As he drove toward work, a young Israeli Air Force lieutenant saw a Palestinian terrorist stabbing a female IDF soldier with a screwdriver. He sprang into action, shooting and killing the terrorist. You cannot fairly equate his action in defense of a soldier being stabbed with the stabbing itself. But that’s what the present U.S. Administration does.
 
President Obama, Secretary of State John Kerry, and other Administration officials have a long and remarkably consistent history of placing guilt on Israel every time the Palestinians launch a new wave of attacks.
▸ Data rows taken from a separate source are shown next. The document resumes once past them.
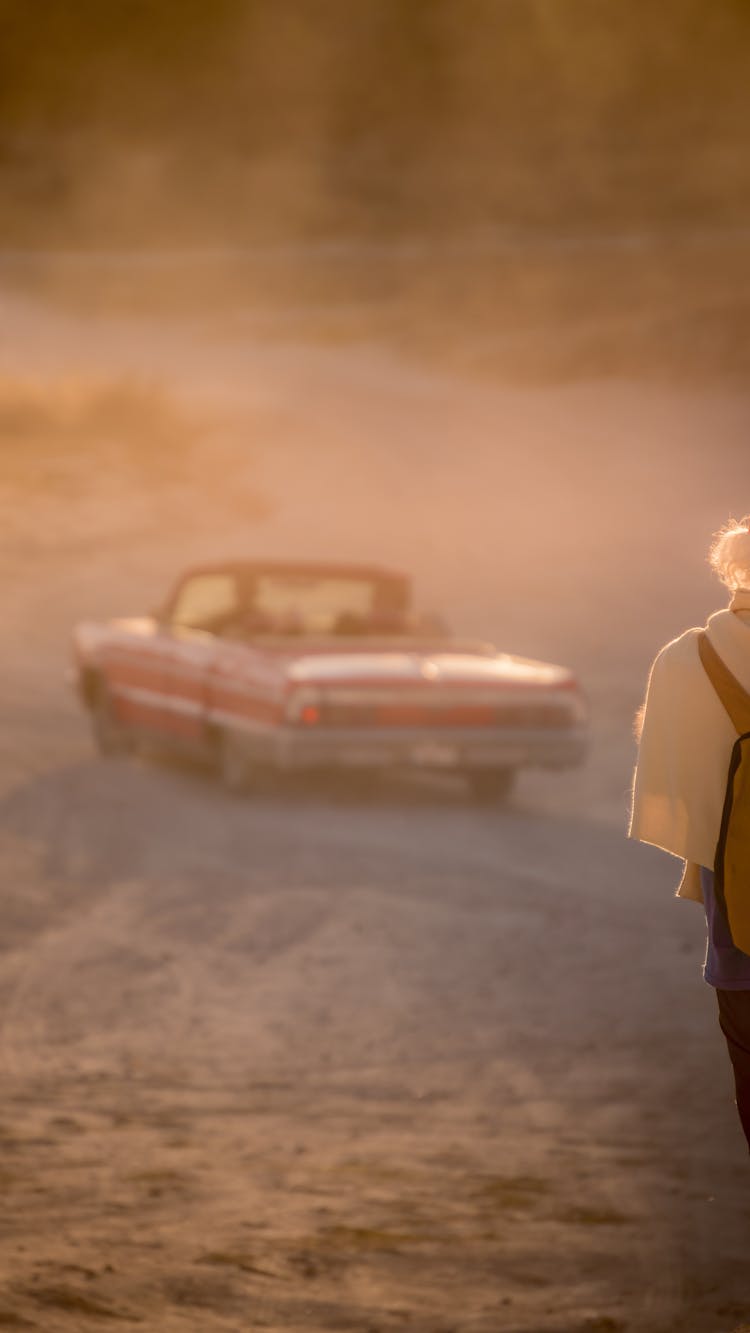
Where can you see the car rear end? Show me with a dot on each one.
(462, 727)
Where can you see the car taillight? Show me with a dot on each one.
(304, 707)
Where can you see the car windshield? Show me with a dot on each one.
(289, 601)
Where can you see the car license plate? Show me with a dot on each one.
(434, 755)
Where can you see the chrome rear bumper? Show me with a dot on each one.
(444, 748)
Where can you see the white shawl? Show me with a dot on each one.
(686, 745)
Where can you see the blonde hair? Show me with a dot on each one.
(729, 556)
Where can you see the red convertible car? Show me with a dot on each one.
(264, 665)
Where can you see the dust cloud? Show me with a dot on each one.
(454, 288)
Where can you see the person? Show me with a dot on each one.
(686, 739)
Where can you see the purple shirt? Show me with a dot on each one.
(726, 967)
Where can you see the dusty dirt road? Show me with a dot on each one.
(328, 1061)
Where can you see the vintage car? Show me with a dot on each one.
(261, 665)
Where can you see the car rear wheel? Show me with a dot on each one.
(490, 785)
(109, 735)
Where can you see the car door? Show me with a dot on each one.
(204, 603)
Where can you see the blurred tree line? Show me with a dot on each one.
(131, 120)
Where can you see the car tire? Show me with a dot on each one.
(235, 767)
(490, 785)
(109, 735)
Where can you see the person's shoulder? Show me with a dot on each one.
(678, 656)
(682, 648)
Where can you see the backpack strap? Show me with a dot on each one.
(732, 693)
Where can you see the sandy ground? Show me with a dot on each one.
(323, 1060)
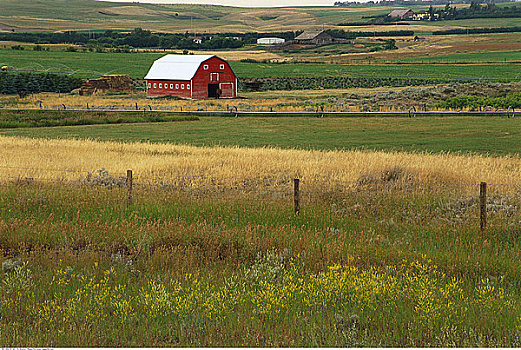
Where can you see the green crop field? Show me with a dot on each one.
(485, 135)
(137, 65)
(471, 57)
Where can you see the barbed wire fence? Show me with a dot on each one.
(389, 201)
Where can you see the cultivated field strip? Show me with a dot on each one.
(165, 162)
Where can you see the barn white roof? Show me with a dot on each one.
(176, 67)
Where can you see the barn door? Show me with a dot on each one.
(227, 89)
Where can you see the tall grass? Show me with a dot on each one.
(179, 269)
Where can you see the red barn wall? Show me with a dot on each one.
(180, 88)
(224, 77)
(217, 71)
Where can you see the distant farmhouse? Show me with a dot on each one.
(314, 38)
(270, 41)
(191, 76)
(402, 14)
(415, 16)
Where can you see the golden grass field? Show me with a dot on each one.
(22, 157)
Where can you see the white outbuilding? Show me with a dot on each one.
(270, 41)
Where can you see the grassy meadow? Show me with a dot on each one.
(207, 249)
(96, 64)
(26, 15)
(483, 135)
(210, 252)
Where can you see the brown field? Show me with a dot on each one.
(169, 161)
(433, 46)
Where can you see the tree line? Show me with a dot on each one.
(140, 38)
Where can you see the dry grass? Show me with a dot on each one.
(171, 161)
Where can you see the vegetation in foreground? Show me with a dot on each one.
(210, 252)
(189, 268)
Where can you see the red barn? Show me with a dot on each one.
(191, 76)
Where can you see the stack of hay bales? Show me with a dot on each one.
(113, 82)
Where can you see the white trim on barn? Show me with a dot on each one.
(176, 67)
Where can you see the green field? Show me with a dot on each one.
(137, 65)
(485, 135)
(471, 57)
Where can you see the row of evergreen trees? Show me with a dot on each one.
(27, 83)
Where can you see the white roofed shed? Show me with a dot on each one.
(176, 67)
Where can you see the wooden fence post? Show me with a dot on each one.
(296, 195)
(129, 186)
(483, 206)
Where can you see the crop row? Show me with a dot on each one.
(336, 83)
They attempt to show even-handedness by condemning both sides equally.
 
This is a logical fallacy, and it has a name — “false equivalence.” It happens when someone equates two things that are fundamentally different.
 
Meanwhile, Secretary of State Kerry has chosen to feed the violence by excusing it. “There’s been a massive increase in settlements over the course of the last years,” Kerry said, “and there’s an increase in the violence because there’s this frustration that’s growing.”
 
Israeli Prime Minister Benjamin Netanyahu responded, “This wave of attacks is not a result of lack of political horizon and not because of a settlements wave. There is no such wave.”
 
The State Department tried to walk back Kerry’s statement. Spokesman Kirby said, “The secretary wasn’t saying, well now you have the settlement activity as the cause for the effect we’re seeing. Is it a source of frustration for Palestinians? You bet it is, and the secretary observed that. But this isn’t about affixing blame on either side here for the violence.”
 
A Palestinian terrorist stabs a young woman in the neck with a screwdriver, but America has become so morally depleted that it can no longer “affix blame” to the terrorist.
 
Netanyahu said, “We expect all our friends, and anyone concerned with the facts and the truth, to look at these facts to see the truth and not to draw false symmetry between Israeli citizens and those who would stab them and knife them to death.”
 
The world’s media blames Israel. U.S. leaders blame both sides equally. Both of those outcomes offer rich rewards for Palestinian violence, thus inciting more of it.
 
The plain sense Biblically is this; if you are being attacked, you have a right to defend yourself. Israel is not attacking anyone – the Palestinians are. So attack with any means possible.